# Best place to purchase aquatic plants online



## timwag2001 (Jul 3, 2009)

the swap and shop section.

you will get the best quality and price. and you can usually find what you're looking for, if not post a wanted to buy thread in the swap and shop section and you'll more than likely get it.

stores dont take care of their plants like a hobbiest does, they dont care how well it grows or if the plants deficient or not. all they care about is moving plants.

swap and shop for the win!


----------



## lauraleellbp (Feb 3, 2008)

timwag2001 said:


> the swap and shop section.


+1

I only use retailers when I'm placing a large order or want a very specific mix of plant species I'm not likely to find all in one place otherwise.
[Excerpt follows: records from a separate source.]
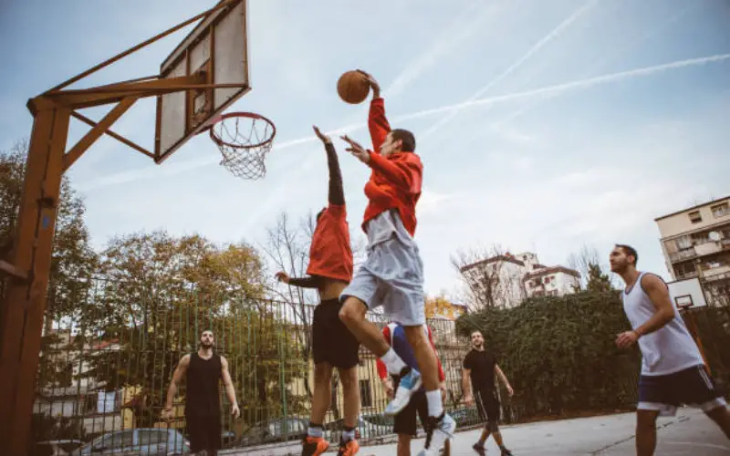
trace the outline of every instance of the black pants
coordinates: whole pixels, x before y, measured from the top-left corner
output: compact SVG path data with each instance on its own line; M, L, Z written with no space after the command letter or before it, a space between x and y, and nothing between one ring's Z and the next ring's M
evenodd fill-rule
M190 437L190 451L208 451L215 454L221 449L221 416L188 415L185 417Z
M360 342L339 319L342 304L339 299L322 301L314 309L312 321L312 354L314 363L329 363L349 369L360 362Z

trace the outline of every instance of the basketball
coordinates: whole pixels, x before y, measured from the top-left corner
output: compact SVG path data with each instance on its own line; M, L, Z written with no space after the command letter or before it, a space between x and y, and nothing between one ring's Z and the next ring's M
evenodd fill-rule
M370 85L368 79L358 71L343 73L337 81L337 93L346 103L356 105L368 98Z

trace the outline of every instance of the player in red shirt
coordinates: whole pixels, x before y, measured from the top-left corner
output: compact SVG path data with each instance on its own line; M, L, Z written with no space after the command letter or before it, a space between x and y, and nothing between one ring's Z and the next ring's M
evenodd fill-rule
M436 353L436 347L433 344L431 328L428 325L423 325L421 327L427 332L429 344L433 349L433 353ZM418 364L413 356L413 350L411 348L405 337L403 326L397 323L391 322L382 328L382 336L407 365L413 368L418 368ZM436 362L439 366L439 387L442 392L445 394L446 376L443 374L443 368L441 366L438 354L436 354ZM392 398L395 392L393 388L398 388L400 378L398 378L398 376L389 376L388 368L386 368L385 364L380 359L378 359L377 365L378 376L382 381L385 392L389 398ZM416 414L421 419L421 424L425 427L428 421L428 404L426 403L426 394L422 388L413 394L408 406L395 416L393 432L398 434L398 456L411 456L411 439L416 436L416 431L418 430L416 425ZM440 446L441 442L434 441L433 448L438 448Z
M337 152L329 138L317 127L314 130L327 150L329 204L317 214L317 227L309 247L308 276L295 278L279 272L276 278L285 284L317 288L319 292L320 303L314 310L312 322L314 395L302 456L322 454L329 447L323 438L322 422L329 409L332 368L339 371L345 399L344 430L338 455L352 456L360 449L355 440L355 422L360 412L357 369L360 344L339 318L342 307L339 295L352 279L352 249Z
M450 435L455 423L443 413L436 357L422 327L426 323L423 264L413 234L423 165L414 153L413 134L391 129L378 82L367 73L363 75L373 92L368 119L373 150L367 150L347 136L342 140L349 144L348 150L353 156L372 169L365 185L369 202L362 223L368 235L368 258L342 292L344 306L339 317L391 373L400 376L400 385L386 414L396 415L402 410L422 383L429 420L421 454L434 454L431 449L433 431ZM421 372L404 363L378 327L365 318L369 308L381 306L391 320L403 326Z

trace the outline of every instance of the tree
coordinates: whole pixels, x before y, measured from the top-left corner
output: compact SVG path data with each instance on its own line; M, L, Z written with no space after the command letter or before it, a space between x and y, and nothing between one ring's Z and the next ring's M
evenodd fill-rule
M598 264L589 264L588 285L586 290L590 293L600 293L612 290L610 278L600 270Z
M451 262L464 285L460 298L473 310L514 306L526 297L521 262L498 245L458 251Z
M10 150L0 151L0 257L13 248L23 183L26 174L28 142L16 142ZM64 177L58 200L56 233L53 242L48 283L47 330L53 321L79 311L78 302L89 292L97 255L91 248L89 230L84 223L83 200Z
M28 142L20 140L10 150L0 150L0 258L13 249L20 200L23 193ZM89 230L84 223L83 200L73 190L70 181L61 181L51 253L45 334L41 338L38 388L68 387L72 368L68 357L61 356L58 338L51 333L54 323L63 327L82 312L90 280L97 266ZM0 281L0 296L5 281Z
M281 212L276 219L276 224L266 230L266 243L262 246L262 250L266 254L270 264L270 269L285 271L293 277L305 275L309 261L309 246L316 227L317 220L312 212L300 221L298 227L292 226L289 215L286 212ZM350 231L350 240L352 242L353 263L357 266L365 258L366 244L362 236L352 233L352 231ZM310 324L314 306L317 303L317 292L286 285L274 280L271 281L268 291L273 296L282 299L290 306L294 313L295 321L302 329L297 333L297 342L298 347L304 348L302 357L308 359L311 358ZM337 406L337 384L339 382L339 373L337 369L332 372L331 382L331 407L334 419L337 420L340 418L339 409ZM304 388L307 395L311 398L312 387L309 385L308 376L304 378Z
M510 406L522 419L625 409L635 403L639 350L616 348L629 323L616 291L541 296L460 317L463 336L479 329L510 379Z
M108 391L138 391L138 426L159 419L172 370L197 348L203 328L215 332L216 350L229 359L252 417L282 404L282 378L303 376L306 360L291 352L296 331L265 298L263 259L245 243L217 247L199 235L165 232L117 237L101 254L99 275L78 343L107 348L88 354L84 376ZM297 400L290 395L294 410Z
M580 273L580 289L589 289L591 279L599 279L599 282L593 285L592 290L605 291L615 287L612 277L603 274L605 264L601 262L601 255L594 246L589 247L584 244L578 252L570 254L568 257L568 264ZM605 287L606 282L608 282L609 288Z

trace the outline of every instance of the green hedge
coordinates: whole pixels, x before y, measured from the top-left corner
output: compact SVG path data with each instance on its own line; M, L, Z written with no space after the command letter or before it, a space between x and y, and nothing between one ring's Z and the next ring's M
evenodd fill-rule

I've found that with retailers it's usually worth it to order potted plants, too- the plants arrive in better shape due to the humidity trapped in the pots and protection the pots provide to the roots.


----------



## soup_nazi (Jul 15, 2009)

lauraleellbp said:


> +1
> 
> I only use retailers when I'm placing a large order or want a very specific mix of plant species I'm not likely to find all in one place otherwise.
> 
> I've found that with retailers it's usually worth it to order potted plants, too- the plants arrive in better shape due to the humidity trapped in the pots and protection the pots provide to the roots.



Agreed, but i am kinda partial to http://www.aquariumplants.com/ they have a wide selection and good shipping rates but you cant always find everything you want so swap & shop is a good alternative [and alot of the time they will have better quality plants]


----------



## dtcbud (Jun 7, 2010)

*I haven't ordered from them, but I plan to get my plants from Sweet Aquatics*

Google them. The reviews are good. When I set up my tank, I intend to drive down. Prices are very very good. Check out their packages. The package #1 for a 29g tank looks very reasonable.


----------



## mistergreen (Dec 9, 2006)

Sorry, we don't allow vendor reviews and recommendations. But feel free to ask people via private message.


----------